On Monday, Siskinds lawyer Michael Robb said he anticipates the review will take several weeks to a few months. He said the firm may take no action pending the review, and it also could commence litigation.
In general, what we do are investor class actions for alleged misrepresentations in companies’ securities disclosure documents, Robb said.
He could not say how often an investigation by Siskinds led to litigation.
Algonquin is a Canadian corporation. The Ontario Securities Commission declined Monday to comment on whether the late report had prompted a review by the commission or whether the agency had previously investigated the utilities company.
The OSC does not generally comment on the existence, status or nature of any complaint or investigation, Kate Betts-Wilmott, spokeswoman for the commission, said in an email.
Samuel Panarella, who teaches at the University of Montana School of Law, said a late earnings report alone isn’t automatically an indication of a troubled company.
It tends to portend something negative, but not necessarily, said Panarella, who teaches business law.
Sometimes, he said, a company has a good reason for being late. On the other hand, he also said some law firms jump on announcements of late reports as a matter of course.
They need to get a set of plaintiffs, so they will investigate these situations sometimes to see if there’s smoke, maybe there’s fire, Panarella said.
He said other factors must come to light before it’s clear whether a company is in breach of its responsibilities to shareholders.
The city of Missoula earlier tried to buy Mountain Water from the Carlyle Group. When the global equity firm rejected its offers, the city filed an eminent domain proceeding in Missoula County District Court.
Trial is set for March 18. On Monday, Engen said he’s still willing to make a deal with Carlyle.
We, and lots of others, will be following this carefully. And if Carlyle is looking for a better buyer, we remain willing to talk, Engen said.
He said news Algonquin is under investigation should make the Montana Public Service Commission wary of approving a sale to its subsidiary. The city intervened in the proceeding before state regulators.
Our concern has always been that the next private owner of the water company would be about profit above all, and this news does little to allay those concerns, Engen said.
Initially, he said Algonquin CEO Ian Robertson
refused to comply with the subpoena the city served him.
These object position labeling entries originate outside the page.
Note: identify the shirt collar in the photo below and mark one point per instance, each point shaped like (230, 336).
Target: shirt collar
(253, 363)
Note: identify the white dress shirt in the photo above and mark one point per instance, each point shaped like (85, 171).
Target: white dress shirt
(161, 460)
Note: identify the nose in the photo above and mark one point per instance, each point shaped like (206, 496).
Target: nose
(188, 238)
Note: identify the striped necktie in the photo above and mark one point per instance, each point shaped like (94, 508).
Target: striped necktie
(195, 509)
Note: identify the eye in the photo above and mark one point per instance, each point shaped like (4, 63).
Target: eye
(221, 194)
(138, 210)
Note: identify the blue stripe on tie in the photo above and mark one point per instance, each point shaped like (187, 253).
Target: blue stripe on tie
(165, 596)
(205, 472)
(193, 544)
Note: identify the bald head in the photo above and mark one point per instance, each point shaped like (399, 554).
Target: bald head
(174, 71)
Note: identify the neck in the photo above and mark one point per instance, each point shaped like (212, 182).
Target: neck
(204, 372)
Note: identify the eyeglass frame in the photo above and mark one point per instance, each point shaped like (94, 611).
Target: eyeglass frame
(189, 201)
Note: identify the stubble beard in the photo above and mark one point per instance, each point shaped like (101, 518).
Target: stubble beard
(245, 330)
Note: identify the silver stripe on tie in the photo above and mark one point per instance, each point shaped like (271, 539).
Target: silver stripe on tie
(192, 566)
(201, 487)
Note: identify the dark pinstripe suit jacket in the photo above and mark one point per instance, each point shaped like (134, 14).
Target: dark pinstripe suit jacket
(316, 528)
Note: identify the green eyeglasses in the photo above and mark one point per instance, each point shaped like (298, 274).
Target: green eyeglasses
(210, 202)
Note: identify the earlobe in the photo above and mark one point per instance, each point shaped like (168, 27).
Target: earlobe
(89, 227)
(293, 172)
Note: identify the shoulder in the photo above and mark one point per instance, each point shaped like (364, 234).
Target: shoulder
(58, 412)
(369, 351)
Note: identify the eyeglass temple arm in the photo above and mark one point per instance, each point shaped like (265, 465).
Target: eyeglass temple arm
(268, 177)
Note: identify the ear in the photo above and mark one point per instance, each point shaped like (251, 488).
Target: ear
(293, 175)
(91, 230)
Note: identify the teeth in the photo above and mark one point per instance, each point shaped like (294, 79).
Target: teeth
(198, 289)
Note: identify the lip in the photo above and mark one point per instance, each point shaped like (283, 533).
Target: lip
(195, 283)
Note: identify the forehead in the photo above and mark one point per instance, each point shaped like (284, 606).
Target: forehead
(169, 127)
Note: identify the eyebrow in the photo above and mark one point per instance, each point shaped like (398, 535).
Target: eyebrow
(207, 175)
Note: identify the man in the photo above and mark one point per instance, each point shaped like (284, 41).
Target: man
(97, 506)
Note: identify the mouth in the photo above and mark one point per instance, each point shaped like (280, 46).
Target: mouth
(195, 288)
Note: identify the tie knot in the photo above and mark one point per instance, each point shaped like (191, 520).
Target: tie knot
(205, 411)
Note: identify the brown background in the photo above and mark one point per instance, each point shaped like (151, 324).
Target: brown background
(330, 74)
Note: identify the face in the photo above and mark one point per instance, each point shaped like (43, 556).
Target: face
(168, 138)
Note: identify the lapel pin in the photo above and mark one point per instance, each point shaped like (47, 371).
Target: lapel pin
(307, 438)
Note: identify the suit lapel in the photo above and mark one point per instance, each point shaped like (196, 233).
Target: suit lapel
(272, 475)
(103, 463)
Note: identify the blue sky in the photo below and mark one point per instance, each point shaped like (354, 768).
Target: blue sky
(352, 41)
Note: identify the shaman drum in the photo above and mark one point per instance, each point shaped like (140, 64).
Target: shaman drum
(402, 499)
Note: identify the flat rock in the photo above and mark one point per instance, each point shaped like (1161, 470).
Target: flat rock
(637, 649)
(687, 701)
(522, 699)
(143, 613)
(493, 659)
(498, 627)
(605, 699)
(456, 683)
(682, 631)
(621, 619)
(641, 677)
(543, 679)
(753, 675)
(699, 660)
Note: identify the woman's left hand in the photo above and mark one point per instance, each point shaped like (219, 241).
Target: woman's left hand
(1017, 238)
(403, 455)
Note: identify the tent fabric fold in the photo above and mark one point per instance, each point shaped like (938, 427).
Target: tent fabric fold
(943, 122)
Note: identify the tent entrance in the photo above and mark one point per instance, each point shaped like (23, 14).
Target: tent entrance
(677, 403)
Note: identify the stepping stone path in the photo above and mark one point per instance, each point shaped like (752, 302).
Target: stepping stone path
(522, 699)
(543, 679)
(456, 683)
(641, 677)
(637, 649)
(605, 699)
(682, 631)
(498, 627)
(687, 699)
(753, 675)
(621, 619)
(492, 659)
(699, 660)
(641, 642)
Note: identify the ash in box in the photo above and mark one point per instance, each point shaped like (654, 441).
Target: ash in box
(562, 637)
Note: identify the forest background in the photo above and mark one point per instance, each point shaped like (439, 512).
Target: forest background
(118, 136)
However, he said the court has ordered Algonquin to obey Montana law and answer questions.
Our attorneys look forward to putting them under oath, Engen said.
It appears there will be a lot more to talk about than we previously realized.
Castledine said Algonquin lawyers are evaluating the order that was issued late Friday.
We are reviewing our options and will decide on a course of action in the near future, Castledine said.
A letter from Liberty to Mountain employees notes their opportunity to purchase company stock
at a discount and without brokerage fees.
Unfortunately, that (stock) lost a big chunk of its value over the weekend, Engen said.
The estimated 9 percent drop in Algonquin stock one day after the announcement of the investigation was worth an estimated $300 million to $400 million, said Karen Knudsen, director of the Clark Fork Coalition. The water watchdog also has intervened in the proposed sale.
The series of anomalies is cause for concern, Knudsen said. The late earnings report, investigation announcement and decline in stock offer a
clouded picture of Algonquin’s management credibility.
These activities definitely set off the alarm bells, Knudsen said.
After all, Algonquin is the parent company. When the parent is struggling or experiencing anomalies, that can’t bode well for the subsidiary.
Earlier, the Clark Fork Coalition had asked the Public Service Commission to compel Algonquin to testify at upcoming hearings. In an order, the commission denied the request, but it did
leave the door open to bringing the company into the proceeding in the future, Knudsen said.
Given the recent news, she said, the Coalition may renew its request that Algonquin participate in the case.